Create a contact with a single POST to /v3/grants/{grant_id}/contacts. The body accepts 17 contact fields, and only given_name is required. Nylas writes the record into the user’s address book and returns the full contact with its new id, so you can store that ID and update or delete the contact later.

The request below sends a complete contact: name parts, two emails, two phone numbers, a birthday, groups, and a source of address_book. Every field except given_name is optional, so a minimal create can be just a name plus one email. The response echoes the stored object with a server-assigned id.

Writes land in the address book on Google, Microsoft, iCloud, IMAP, and EWS accounts. Set source to address_book so the contact is saved and editable; you can’t create a contact with source set to inbox, since those are read-only auto-generated records. The full field list lives in the Contacts API reference.

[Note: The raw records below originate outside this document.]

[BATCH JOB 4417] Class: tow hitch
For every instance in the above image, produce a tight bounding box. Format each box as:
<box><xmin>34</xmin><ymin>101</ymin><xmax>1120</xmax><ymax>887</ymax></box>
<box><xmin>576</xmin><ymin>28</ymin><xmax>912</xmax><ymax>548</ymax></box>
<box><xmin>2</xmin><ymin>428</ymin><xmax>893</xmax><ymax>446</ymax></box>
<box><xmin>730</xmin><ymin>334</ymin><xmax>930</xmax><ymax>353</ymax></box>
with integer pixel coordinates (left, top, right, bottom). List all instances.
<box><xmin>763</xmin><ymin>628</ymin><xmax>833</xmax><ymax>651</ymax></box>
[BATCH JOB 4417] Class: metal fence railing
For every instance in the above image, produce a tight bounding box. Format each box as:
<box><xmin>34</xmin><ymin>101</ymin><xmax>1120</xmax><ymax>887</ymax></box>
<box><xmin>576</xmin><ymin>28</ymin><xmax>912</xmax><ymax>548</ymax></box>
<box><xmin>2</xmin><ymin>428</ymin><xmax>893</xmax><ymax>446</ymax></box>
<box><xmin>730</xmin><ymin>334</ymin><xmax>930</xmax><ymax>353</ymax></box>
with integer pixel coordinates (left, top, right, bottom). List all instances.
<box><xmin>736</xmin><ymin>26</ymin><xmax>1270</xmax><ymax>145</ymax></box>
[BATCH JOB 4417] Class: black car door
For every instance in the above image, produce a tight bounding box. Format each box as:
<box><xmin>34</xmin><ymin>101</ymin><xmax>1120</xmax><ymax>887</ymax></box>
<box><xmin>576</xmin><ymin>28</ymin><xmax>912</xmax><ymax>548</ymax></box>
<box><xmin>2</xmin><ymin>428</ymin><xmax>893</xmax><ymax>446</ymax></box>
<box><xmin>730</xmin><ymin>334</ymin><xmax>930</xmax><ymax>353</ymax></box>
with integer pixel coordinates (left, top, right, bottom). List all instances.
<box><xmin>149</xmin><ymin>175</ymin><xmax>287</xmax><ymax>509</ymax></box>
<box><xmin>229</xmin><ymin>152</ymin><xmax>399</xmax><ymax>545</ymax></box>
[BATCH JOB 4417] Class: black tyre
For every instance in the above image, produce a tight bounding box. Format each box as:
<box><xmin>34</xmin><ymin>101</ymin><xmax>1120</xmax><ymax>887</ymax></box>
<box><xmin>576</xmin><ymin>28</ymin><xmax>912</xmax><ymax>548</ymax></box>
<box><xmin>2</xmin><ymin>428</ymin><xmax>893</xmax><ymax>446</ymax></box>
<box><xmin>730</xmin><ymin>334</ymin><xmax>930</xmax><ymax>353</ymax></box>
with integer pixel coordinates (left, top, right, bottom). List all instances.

Update a contact with a PUT to /v3/grants/{grant_id}/contacts/{contact_id}, using the id you got back from the create call. One detail trips people up: PUT replaces the whole contact object, it doesn’t patch single fields. Send the complete contact you want stored, because any field you leave out gets cleared on the provider.

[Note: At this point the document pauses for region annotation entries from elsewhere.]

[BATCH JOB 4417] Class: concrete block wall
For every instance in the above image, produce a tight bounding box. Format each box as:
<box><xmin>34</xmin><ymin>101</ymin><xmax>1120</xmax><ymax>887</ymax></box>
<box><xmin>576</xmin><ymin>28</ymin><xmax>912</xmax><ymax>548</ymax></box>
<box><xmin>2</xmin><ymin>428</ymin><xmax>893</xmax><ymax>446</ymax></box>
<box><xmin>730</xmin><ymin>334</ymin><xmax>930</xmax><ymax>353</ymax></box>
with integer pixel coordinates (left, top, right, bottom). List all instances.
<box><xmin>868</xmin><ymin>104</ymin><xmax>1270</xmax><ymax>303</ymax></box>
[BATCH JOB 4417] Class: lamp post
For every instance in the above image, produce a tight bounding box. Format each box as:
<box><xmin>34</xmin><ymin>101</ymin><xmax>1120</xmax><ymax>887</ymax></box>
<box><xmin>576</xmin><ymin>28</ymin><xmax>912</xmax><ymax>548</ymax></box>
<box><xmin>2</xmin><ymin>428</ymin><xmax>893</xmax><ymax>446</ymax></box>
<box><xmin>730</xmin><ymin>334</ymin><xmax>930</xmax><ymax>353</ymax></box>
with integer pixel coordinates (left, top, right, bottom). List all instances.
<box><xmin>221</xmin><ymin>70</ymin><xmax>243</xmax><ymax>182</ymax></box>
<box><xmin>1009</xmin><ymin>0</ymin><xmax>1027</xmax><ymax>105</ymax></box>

The SDK examples below send a small body to keep them readable, but treat that as a pattern, not a partial update. To change one phone number, read the contact first, change that field in the object you got back, then send the entire object. The response returns the updated contact with the same id.

Updates need the same write scope as create, and they only work on contacts whose source is address_book. Trying to edit an auto-generated inbox contact returns an error, so check the source field before you offer an edit action in your UI.

Delete a contact with a DELETE to /v3/grants/{grant_id}/contacts/{contact_id}. This is a single call with no request body, and it removes the contact from the user’s actual provider account, not just from a Nylas cache. The contact disappears from Gmail or Outlook too, so treat it as a destructive action and confirm with the user first.

The examples below delete one contact by ID. A successful delete returns a request_id so you can correlate the call in logs. There’s no soft-delete or trash step here, so once the call succeeds the record is gone from the provider.

Like update, delete only applies to address_book contacts. Auto-generated inbox contacts aren’t deletable through the API, because the provider regenerates them from message participants.

Writes behave differently from reads, and a handful of provider rules decide whether a POST or PUT actually sticks. The most important one is the source field, which Nylas recognizes in three values: address_book, domain, and inbox. Only address_book contacts are writable. The inbox source holds auto-created records built from message participants, and domain holds the organization directory, so both are read-only and reject create, update, and delete calls.

Write scopes are stricter than read scopes. Create, update, and delete all require Google’s https://www.googleapis.com/auth/contacts scope or Microsoft’s Contacts.ReadWrite. The read-only contacts.readonly or Contacts.Read scopes won’t authorize a write, so request the read-write scope at OAuth time if your app edits contacts. The Contacts API scopes page lists the exact strings per provider.

Field support varies by provider, and you’ll hit these limits in practice:

FieldGoogleMicrosoft / EWSiCloud / IMAP
groupsMultipleAt most one group per contactAt most one
web_pagesMultipleOne, and type must be workAt most one
suffixSupportedDropped on EWSSupported

Groups also work differently on write. You pass groups as an array of { "id": "..." } objects, and the group has to already exist on the provider before you reference it. Microsoft, iCloud, and IMAP cap a contact at one group, so don’t send several group IDs to those accounts. To find valid group IDs first, see Organize contacts with groups. For the per-provider write rules straight from the source, Google documents its contact model in the People API documentation.